Fellow /lit/izens, I'd like your help please.
Is there a book like Bloom's Western Canon that focuses only on the Greeks and the Romans - something like a comprehensive guide to their literature that goes beyond the usual recommendations (but without excluding them, of course)?
In other words: if one wanted to expend his whole life (or at least some decades) reading only the Greeks and the Romans, is there a guide to help him do this?
>tfw no one cares about your question
Just study greek history. That one pomeroy book n the decent ancient greece guide mentions various poets, also that first poet thing. From thereon your knowledge builds itself automatically. If you want to dedicate your life towards the greeks and romans, then why try to follow an already set path?
>>9062402
Thanks for your help, but I'm not looking for their poetry alone.

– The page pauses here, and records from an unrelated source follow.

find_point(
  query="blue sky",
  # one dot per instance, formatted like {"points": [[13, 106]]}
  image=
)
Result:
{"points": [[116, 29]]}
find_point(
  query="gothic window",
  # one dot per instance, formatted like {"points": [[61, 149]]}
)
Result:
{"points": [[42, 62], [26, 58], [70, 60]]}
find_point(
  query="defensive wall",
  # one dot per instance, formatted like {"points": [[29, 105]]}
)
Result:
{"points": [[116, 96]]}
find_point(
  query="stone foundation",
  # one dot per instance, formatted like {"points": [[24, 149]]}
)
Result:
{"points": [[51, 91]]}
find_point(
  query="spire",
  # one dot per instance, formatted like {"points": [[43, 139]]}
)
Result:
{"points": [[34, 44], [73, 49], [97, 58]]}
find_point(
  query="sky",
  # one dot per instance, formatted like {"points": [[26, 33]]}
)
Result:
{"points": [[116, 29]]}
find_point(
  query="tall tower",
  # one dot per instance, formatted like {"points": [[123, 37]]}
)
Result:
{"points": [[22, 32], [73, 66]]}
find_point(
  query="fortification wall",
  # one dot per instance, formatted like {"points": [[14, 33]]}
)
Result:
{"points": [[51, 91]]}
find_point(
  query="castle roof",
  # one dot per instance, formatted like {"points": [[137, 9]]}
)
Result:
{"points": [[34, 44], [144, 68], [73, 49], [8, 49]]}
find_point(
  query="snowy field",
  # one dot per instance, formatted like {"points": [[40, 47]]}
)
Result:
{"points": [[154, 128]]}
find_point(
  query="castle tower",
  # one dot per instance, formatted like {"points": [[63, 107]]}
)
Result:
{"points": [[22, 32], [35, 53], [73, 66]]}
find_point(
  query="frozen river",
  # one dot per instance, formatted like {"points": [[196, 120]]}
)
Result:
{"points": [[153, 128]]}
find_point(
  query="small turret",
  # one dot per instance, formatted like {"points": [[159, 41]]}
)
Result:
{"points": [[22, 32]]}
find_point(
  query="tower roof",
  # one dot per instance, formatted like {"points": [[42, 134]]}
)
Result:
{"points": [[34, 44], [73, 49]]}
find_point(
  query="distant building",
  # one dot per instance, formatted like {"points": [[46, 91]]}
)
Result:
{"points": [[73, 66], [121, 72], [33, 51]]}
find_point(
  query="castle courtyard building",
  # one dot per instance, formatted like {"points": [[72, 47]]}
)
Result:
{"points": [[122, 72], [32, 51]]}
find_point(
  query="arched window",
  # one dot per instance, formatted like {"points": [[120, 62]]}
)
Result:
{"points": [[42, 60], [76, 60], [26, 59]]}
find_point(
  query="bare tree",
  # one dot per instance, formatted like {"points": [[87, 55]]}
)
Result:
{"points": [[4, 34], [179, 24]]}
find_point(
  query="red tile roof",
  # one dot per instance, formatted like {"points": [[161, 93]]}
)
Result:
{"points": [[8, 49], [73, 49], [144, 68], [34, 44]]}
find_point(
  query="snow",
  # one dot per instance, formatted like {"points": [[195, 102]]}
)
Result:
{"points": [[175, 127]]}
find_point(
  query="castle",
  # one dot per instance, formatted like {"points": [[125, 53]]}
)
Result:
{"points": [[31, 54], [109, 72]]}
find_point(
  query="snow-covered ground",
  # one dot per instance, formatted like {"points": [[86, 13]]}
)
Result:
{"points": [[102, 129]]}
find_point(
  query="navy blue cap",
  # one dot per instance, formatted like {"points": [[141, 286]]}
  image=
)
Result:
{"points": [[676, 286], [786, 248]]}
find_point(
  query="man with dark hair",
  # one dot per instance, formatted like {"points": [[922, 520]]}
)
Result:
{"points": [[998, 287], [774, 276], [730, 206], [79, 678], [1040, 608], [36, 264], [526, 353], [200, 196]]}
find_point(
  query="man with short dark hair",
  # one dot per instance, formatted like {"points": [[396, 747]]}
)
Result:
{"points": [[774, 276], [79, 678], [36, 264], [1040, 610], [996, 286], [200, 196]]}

I'd like to find a guide that had also the historians and their works, the philosophers, the dramatists, etc. Much like the Western Canon, as I mentioned before, but with this specific focus.
>>9061707
If you want to truly master all the brilliance of the Greeks, Romans, and greatest philosophers and minds of human history, there is actually only one book you have to read. Can you guess what that book is, /lit/?
>>9062967
The history book i mentioned names a lot of them. And besides. Just start with Hesiod and Homer, that should, if you want to do it thoroughly (which seems so, since you wis hto dedicate your life towads it) will take up enough time.
>>9063518
The Pomeroy book I think I know, but which is the "decent ancient greece guide" you mentioned earlier?
>>9061707
there isn't some huge ignored body of surviving works. I'd imagine Bloom's list hits most of it, if not, a google would probably get you there
>>9061707
It takes two years of heavy reading to read pretty much everything surviving from Antiquity. Four counting the Church fathers and Late Antiquity-bizarre era.
>>9061707
Learn Greek and Latin before you worry about any of that.
>>9061707
Just look at the Teubner catalog.
The Canon of Greeks and Romans, strictly defined, includes everything that was ever written by Greeks and Romans during a certain time period and much after. Teubner has most of it but still not all.
There are many excellent, usable literature surveys from the 19th century that talk about all the authors, of course of most of these authors only exist in quotations by grammarians and whatnot.
>>9065900
The catalog you mentioned looks very good as a big, complete list of works. It's not exactly what I'm looking for (I'd like something more like a cohesive guide), but it's a great source anyway. Thanks a lot for the recommendation.
>>9062975
The Bible!
>>9069166
Then it would be 66 books, my plebeian friend. And zero, if you counted literary value.